Jean-Claude Crapart, directeur du Cetim Saint-Étienne
Le Cetim vient de renouveler son partenariat avec l'Enise. Quel bilan tirez-vous de ces quatre années? Le bilan est positif. À l'origine, l'objectif était de développer des collaborations sur deux domaines de R & D: l'usinage et les technologies de fabrication de poudre. En quatre ans, nous avons travaillé sur une vingtaine de projets dont deux projets FUI. Le premier, le projet Multimat avait pour vocation de fabriquer des pièces multimatériaux à partir de poudres métalliques. Le second, FGVV, visait à développer des procédés de perçage vibratoire à grande vitesse. Tous ces projets déboucheront à terme sur de nouveaux procédés industriels.

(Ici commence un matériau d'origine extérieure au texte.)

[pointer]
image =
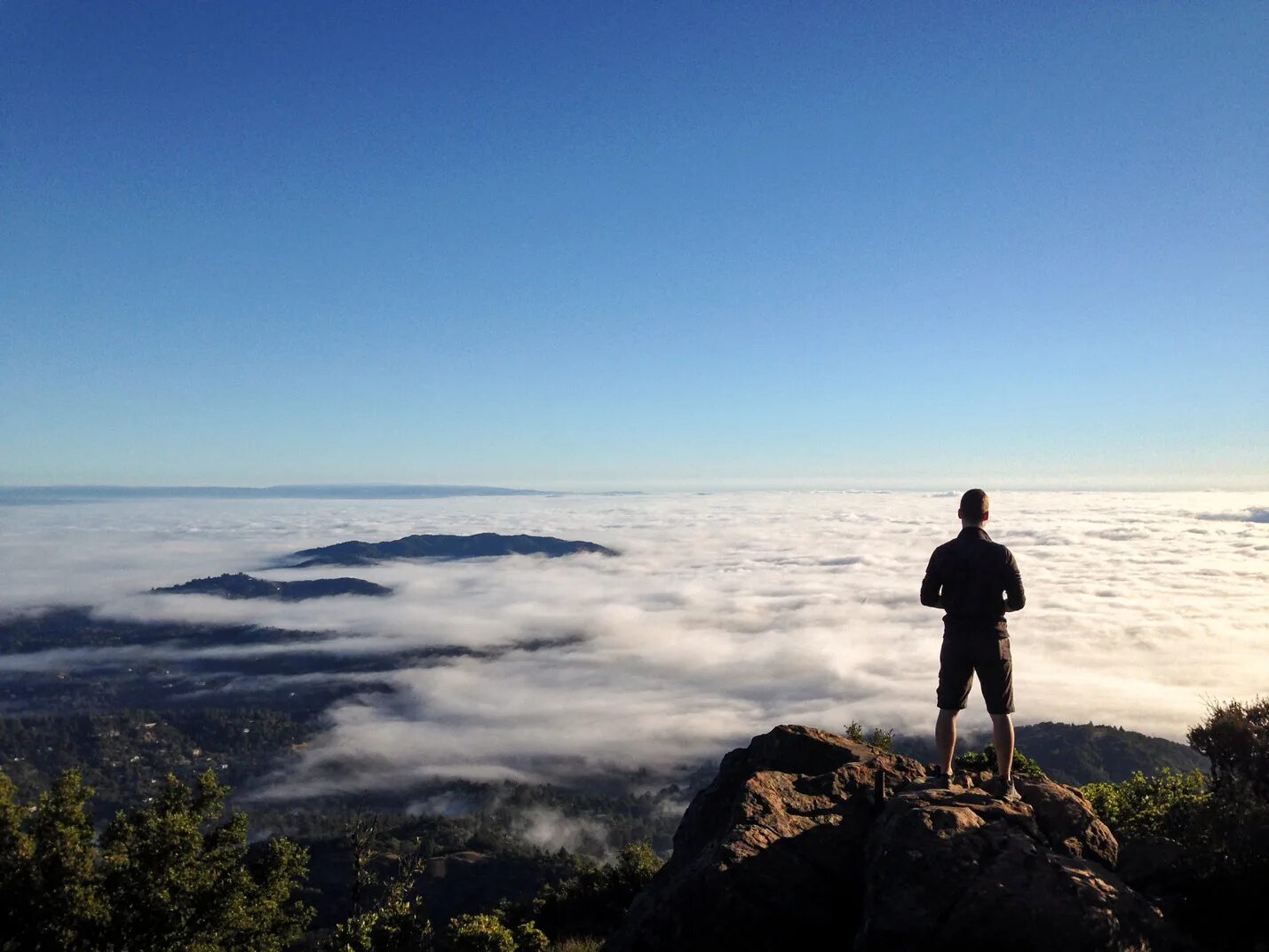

Ces bons résultats pourraient-ils conduire à un renforcement du partenariat entre le Cetim et l'Enise?
Nous avons effectivement prévu d'élargir notre collaboration à deux nouveaux domaines que sont l'ingénierie de surface et l'assemblage. Ces deux domaines sont étroitement liés. Maîtriser l'assemblage suppose de maîtriser les surfaces. Ce travail de R & D se ferra dans le cadre de Manutech, mais aussi dans le cadre d'un contrat rapproché avec l'Enise. Nous nous sommes engagés à financer des travaux de recherche auprès de laboratoires de l'Enise, à monter ensemble des projets de recherche appliquée avec des industriels. Un important travail va être fait sur la partie innovation pour déposer des brevets sur de nouvelles technologies d'assemblages.
D'autres projets dans le cadre de ce partenariat?
Nous avons aussi la volonté de nous développer dans le domaine du biomédical. Nous allons profiter de la bonne synergie des acteurs locaux comme le PTM, l'École des Mines et le Centre Ingénierie Santé pour développer de nouvelles technologies dans le domaine des implants orthopédiques. L'idée va être de mettre nos compétences en matière d'usinage, de poudre, de collage et de traitement de surface au service d'un marché.